Perhaps by removing the variables that appear not to be helpful in
predicting direction
, we can obtain a more effective model.
After all, using predictors that have no relationship with the response
tends to cause a deterioration in the test error rate (since such
predictors cause an increase in variance without a corresponding
decrease in bias), and so removing such predictors may in turn yield an
improvement.
Below we have refit the logistic regression using just
lagone
and lagtwo
, which seemed to have the
highest predictive power in the original logistic regression model.

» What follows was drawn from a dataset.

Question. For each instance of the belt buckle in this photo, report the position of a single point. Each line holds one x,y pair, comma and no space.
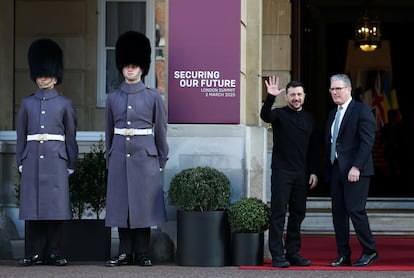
129,131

glm.fits <- glm(Direction ~ Lag1 + Lag2, data = Smarket, family = binomial, subset = train)
glm.probs <- predict(glm.fits, Smarket.2005, type = "response")
glm.pred <- rep("Down", 252)
glm.pred[glm.probs > .5] <- "Up"
table(glm.pred, Direction.2005)
## Direction.2005
## glm.pred Down Up
## Down 35 35
## Up 76 106
mean(glm.pred == Direction.2005)
## [1] 0.5595238
precision = 106 / (106 + 76); precision
## [1] 0.5824176
Now the results appear to be a little better: \(56\%\) of the daily movements have been correctly predicted. It is worth noting that in this case, a much simpler strategy of predicting that the market will increase every day will also be correct \(56\%\) of the time! Hence, in terms of overall error rate, the logistic regression method is no better than the naive approach. However, the confusion matrix shows that on days when logistic regression predicts an increase in the market, it has a \(58\%\) accuracy rate. This suggests a possible trading strategy of buying on days when the model predicts an increasing market, and avoiding trades on days when a decrease is predicted. Of course one would need to investigate more carefully whether this small improvement was real or just due to random chance.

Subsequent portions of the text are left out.